Friday, September 13, 2013

Chewing on Empty Calories...



Its 10:44am and I’m incessantly chomping down on my gum typing 90 mph. All I know at this moment in time is my gum is rapidly becoming stale, I’m irritated and I want to shoot myself in the foot for where I am today. Most days I’m pretty happy where I am in life. Despite all my challenges and missed opportunities I am grateful for the person I am today. I still have much to accomplish and become. However, I’m exhausting myself thinking about how much I just didn't do or perhaps simply fucked up in my 20’s. I know hindsight is 20/20 and it’s keeping your eyes on the prize that matters.

I just resent wasted time. I resent not trying harder in school and finding a better job. I resent my demons that taxed so much of my mind and body that there is an ongoing extensive rehab project. I should have saved more. I should have learned more. I should have worked more. I should have loved more. My quarter-life crisis grew into a full-fledged kindergartner and then one day it just simply missed the bus. As abruptly as those days were over I discovered a new compounding cluster of obscurity emerged.  I think I found myself moving forward through a continuous haboob. Luckily, much has cleared up but somewhere near is the clarity I’m so eagerly searching for now.

Through much of my resentment and hindsight I found passion again. I realized the power of passion and how greatly it impacts our existence. I came to his write this blog to seek clarity and calmness. The key strike is slower and lighter. I need to stop existing to get through the days, but instead fuel my passion to create powerful days com-busting with love, positivity, compassion and purpose. I figure my existence on this earth is validated by one single act a day; if I can help or make one person smile the validity of my purpose is solidified. I've simplified it to those terms and I think it works. 

Starting each day with a simplistic positive attitude enriches the rest of our day.  I've learned the recipe for happiness in life is truly about making the most of one day at a time and helping one person at a time. Michael Jackson did leave us one of the powerful messages before his early departure to start with the man in the mirror and make that change. I know the song is so cliche but speaks volumes of truth. It starts from within and ripples outward. The universe knew what it was doing when energy was created. I truly believe in the law of attraction: what you put out will multiply when it comes back to you. Catch a ripple and pass it on. In fact ride the ripple and you’ll find yourself surfing bigger waves of positivity and happiness.


Monday, February 11, 2013

Happy FATanniversary!

We must celebrate our past of victories and success in life no matter how big or small the feat. I've been celebrating my weight loss/lifestyle change since 2005. I walked into a Columbus, Ohio Weight Watchers on February 11, 2005. My mother had offered to pay to get me started. She had wanted me to start right after the new year but I couldn't dare deal with all those women lined up like a Christmas shopping rush ready to lose weight.
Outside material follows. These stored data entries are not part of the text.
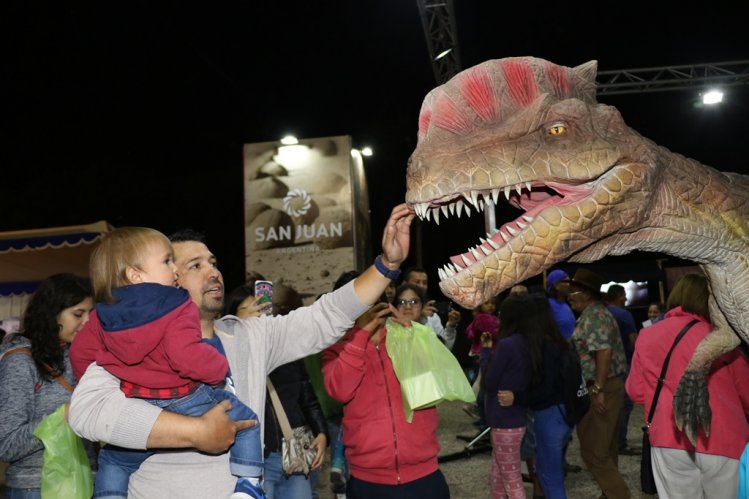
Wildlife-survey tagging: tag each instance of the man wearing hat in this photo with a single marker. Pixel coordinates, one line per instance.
(558, 287)
(599, 344)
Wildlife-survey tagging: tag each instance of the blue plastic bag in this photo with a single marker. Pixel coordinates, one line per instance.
(427, 371)
(66, 471)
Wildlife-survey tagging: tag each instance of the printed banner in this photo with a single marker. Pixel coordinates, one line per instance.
(306, 213)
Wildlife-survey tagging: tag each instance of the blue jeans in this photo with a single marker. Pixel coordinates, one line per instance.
(11, 493)
(432, 486)
(552, 434)
(116, 464)
(276, 486)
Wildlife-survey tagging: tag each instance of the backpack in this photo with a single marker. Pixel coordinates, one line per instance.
(575, 394)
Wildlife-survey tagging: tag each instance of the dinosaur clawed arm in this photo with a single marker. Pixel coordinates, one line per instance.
(692, 400)
(692, 405)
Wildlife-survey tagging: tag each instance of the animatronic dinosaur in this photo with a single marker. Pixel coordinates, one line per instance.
(530, 132)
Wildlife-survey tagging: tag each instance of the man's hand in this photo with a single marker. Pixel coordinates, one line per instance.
(397, 236)
(215, 431)
(374, 318)
(250, 307)
(320, 443)
(398, 317)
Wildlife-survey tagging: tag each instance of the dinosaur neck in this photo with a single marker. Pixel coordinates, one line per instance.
(698, 212)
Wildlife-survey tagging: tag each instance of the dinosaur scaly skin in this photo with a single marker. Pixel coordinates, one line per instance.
(529, 132)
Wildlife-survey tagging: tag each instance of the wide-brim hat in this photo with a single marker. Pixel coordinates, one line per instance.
(588, 279)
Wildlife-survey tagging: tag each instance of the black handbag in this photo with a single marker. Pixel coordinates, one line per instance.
(647, 481)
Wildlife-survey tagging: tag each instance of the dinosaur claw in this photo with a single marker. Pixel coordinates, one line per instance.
(692, 405)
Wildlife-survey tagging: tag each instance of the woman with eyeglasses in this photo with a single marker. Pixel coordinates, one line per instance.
(389, 457)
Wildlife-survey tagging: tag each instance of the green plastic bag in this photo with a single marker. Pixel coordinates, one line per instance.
(66, 471)
(428, 372)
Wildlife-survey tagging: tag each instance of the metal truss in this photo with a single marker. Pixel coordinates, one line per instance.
(661, 79)
(438, 20)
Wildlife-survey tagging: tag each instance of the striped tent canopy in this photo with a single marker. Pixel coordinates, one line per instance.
(29, 256)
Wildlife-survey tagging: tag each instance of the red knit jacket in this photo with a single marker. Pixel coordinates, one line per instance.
(161, 355)
(381, 446)
(727, 384)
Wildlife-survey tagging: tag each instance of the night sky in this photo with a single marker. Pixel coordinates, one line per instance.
(136, 112)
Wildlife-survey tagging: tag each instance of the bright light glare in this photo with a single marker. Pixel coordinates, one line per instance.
(292, 156)
(712, 97)
(443, 54)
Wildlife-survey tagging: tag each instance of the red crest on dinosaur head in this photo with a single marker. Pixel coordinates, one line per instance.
(491, 91)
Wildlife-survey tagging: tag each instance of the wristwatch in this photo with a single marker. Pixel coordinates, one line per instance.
(384, 270)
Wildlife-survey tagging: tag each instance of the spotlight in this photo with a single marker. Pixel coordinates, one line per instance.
(712, 97)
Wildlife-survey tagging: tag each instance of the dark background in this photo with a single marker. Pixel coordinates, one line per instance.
(136, 112)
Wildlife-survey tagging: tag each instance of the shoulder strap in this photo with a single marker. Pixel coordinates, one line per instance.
(26, 351)
(12, 351)
(662, 377)
(283, 420)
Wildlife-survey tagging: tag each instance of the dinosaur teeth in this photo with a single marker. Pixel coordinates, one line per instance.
(474, 199)
(495, 195)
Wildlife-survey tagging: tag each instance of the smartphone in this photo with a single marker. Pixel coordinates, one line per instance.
(264, 289)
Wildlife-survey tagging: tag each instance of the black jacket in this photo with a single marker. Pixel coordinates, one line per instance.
(299, 402)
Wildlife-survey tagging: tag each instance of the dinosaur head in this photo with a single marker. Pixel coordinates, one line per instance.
(529, 133)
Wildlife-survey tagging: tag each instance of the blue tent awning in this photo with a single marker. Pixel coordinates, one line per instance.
(29, 256)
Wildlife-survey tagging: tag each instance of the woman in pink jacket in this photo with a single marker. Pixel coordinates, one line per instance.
(682, 470)
(389, 457)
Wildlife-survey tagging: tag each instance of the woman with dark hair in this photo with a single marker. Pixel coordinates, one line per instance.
(544, 397)
(681, 469)
(36, 377)
(389, 458)
(515, 363)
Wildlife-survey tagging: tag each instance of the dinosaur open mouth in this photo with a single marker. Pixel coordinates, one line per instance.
(534, 199)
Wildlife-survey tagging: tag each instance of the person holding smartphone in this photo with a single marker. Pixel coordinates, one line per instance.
(254, 347)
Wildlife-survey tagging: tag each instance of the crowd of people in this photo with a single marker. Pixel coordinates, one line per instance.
(169, 379)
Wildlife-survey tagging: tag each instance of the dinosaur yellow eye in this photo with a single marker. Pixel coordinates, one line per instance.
(557, 129)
I waited until the dust settled. Week by week my mother urged me to go. I went on a Tuesday and ran out crying but determined. I wasn't my heaviest but I was obese and it hurt, literally.

Every year I celebrate in my own little way. All year long I realize I beat myself up and I am truly my own critic. It takes me looking at my before picture to really put things in perspective. Today, I made myself up putting on my most expensive red lipstick (MAC) and took my time looking at myself in the mirror not once criticizing the woman staring me back. I thought I would lose weight and be done with that part of my life and that's it. I've found that's not the case and it's a lifestyle change and it takes work and I'm nowhere done. I've got so much to do.
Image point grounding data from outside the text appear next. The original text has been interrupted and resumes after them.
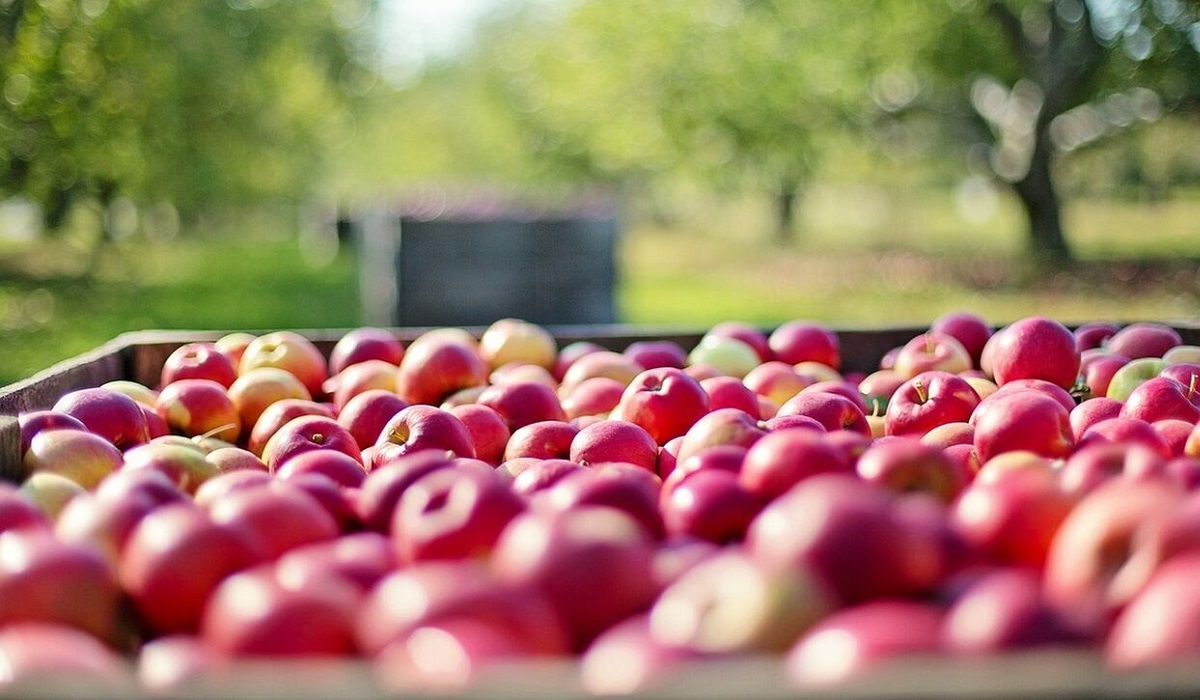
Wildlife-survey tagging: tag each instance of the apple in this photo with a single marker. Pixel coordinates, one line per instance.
(657, 353)
(359, 377)
(726, 356)
(279, 514)
(905, 464)
(198, 360)
(1023, 420)
(256, 390)
(798, 341)
(595, 566)
(174, 558)
(252, 614)
(1162, 398)
(931, 351)
(305, 434)
(832, 411)
(365, 343)
(287, 351)
(851, 641)
(449, 514)
(1093, 335)
(79, 455)
(615, 441)
(437, 365)
(543, 440)
(108, 413)
(1144, 340)
(970, 329)
(1035, 348)
(420, 426)
(522, 402)
(929, 400)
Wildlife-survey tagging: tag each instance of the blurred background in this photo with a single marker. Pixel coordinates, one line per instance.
(214, 165)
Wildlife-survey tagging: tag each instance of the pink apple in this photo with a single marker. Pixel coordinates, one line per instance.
(365, 343)
(111, 414)
(198, 360)
(419, 426)
(1035, 348)
(931, 351)
(929, 400)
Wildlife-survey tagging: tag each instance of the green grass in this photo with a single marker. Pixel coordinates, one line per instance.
(863, 258)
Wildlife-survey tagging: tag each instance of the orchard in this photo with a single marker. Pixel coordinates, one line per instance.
(432, 512)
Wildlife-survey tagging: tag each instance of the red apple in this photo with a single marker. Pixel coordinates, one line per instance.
(365, 343)
(198, 360)
(108, 413)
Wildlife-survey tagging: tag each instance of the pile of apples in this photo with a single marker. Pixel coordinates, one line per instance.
(443, 509)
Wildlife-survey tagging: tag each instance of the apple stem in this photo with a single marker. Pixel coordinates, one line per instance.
(921, 390)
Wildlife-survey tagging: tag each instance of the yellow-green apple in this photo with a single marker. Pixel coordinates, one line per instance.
(367, 413)
(904, 464)
(832, 411)
(747, 333)
(198, 360)
(305, 434)
(1012, 515)
(931, 351)
(1093, 334)
(595, 566)
(437, 365)
(864, 638)
(450, 514)
(34, 422)
(515, 340)
(1091, 554)
(725, 356)
(199, 407)
(1097, 462)
(544, 440)
(1144, 340)
(615, 441)
(261, 387)
(111, 414)
(1163, 398)
(358, 378)
(420, 428)
(277, 414)
(289, 351)
(79, 455)
(592, 396)
(1021, 420)
(657, 353)
(625, 488)
(927, 401)
(1003, 609)
(252, 614)
(279, 514)
(798, 341)
(388, 480)
(733, 604)
(777, 381)
(49, 492)
(489, 431)
(1035, 348)
(365, 343)
(43, 579)
(967, 328)
(522, 402)
(1161, 626)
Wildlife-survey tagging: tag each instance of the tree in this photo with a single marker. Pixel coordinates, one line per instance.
(190, 102)
(1036, 79)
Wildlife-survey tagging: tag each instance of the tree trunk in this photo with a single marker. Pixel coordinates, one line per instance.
(1047, 244)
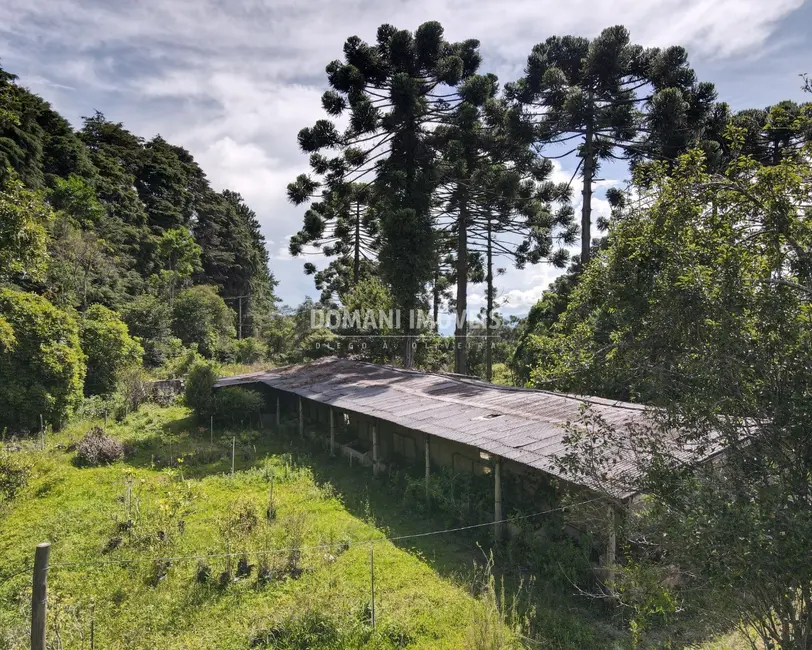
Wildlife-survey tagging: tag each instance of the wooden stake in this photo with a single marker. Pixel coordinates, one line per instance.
(497, 499)
(332, 433)
(92, 624)
(374, 450)
(611, 549)
(428, 470)
(372, 581)
(39, 596)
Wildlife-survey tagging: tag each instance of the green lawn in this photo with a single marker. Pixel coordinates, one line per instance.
(103, 568)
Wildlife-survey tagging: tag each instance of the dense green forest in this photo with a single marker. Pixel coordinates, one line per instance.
(428, 176)
(115, 251)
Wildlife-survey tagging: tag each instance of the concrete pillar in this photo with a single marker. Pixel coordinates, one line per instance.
(428, 468)
(497, 499)
(332, 433)
(374, 449)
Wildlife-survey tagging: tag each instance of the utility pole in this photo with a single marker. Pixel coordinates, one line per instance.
(239, 313)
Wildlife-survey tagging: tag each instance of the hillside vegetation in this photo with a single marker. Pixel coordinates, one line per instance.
(173, 496)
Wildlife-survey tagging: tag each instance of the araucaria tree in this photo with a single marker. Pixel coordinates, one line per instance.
(346, 228)
(608, 98)
(702, 304)
(396, 92)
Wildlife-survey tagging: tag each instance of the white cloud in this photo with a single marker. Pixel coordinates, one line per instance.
(233, 82)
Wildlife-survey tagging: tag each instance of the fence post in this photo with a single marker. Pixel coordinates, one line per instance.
(611, 549)
(428, 470)
(39, 596)
(372, 581)
(374, 449)
(497, 499)
(332, 433)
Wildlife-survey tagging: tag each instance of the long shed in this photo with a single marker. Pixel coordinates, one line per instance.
(439, 419)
If I could tell my 27 year old self what to expect I would tell her what I tell everyone so...
I'll compile a list:
  • Starting is the hardest part. 
  • Fear will cripple and destroy you. Fear nothing. 
  • My grandmother had in her classroom, "If at first you don't succeed...try try try again."
  • Always have a GOAL, A PLAN, A BACKUP PLAN AND WILLPOWER.
  • It won't be easy. Giving up is harder. 
  • Don't expect change overnight. 
  • Expect to fall down. Get back up. 
  • There will be bad days. They are necessary. 
  • Love yourself no matter. 
  • People will critique you and call you names. 
  • People will EXPECT you to FAIL. 
  • You can do it on your own. 
  • Keep running. It will get easier. 
  • Keep running. Get a good sports bra. You will run half marathons. You will run faster than you did as a kid. 
  • Failure is not an option.
  • Take your health seriously like it's your job. 
  • You are the only person holding you back from achieving your goals. 
  • There are NO EXCUSES. 
  • YOU are never finished. 
  • YOU ARE BEAUTIFUL. 

I lost two extraordinary women growing up. They barely made it to my current age. My cousin dropped dead of an enlarged heart. I wonder if she would have taken better care of herself and taken her health seriously would she still be here today to see her grandchildren?

I value my time here on earth and how I'm still here so I need to honor my health. So, if I could comfort myself back on February 11, 2005, I would sit next to me in the car hand over some tissues and simply say, "DON'T STOP."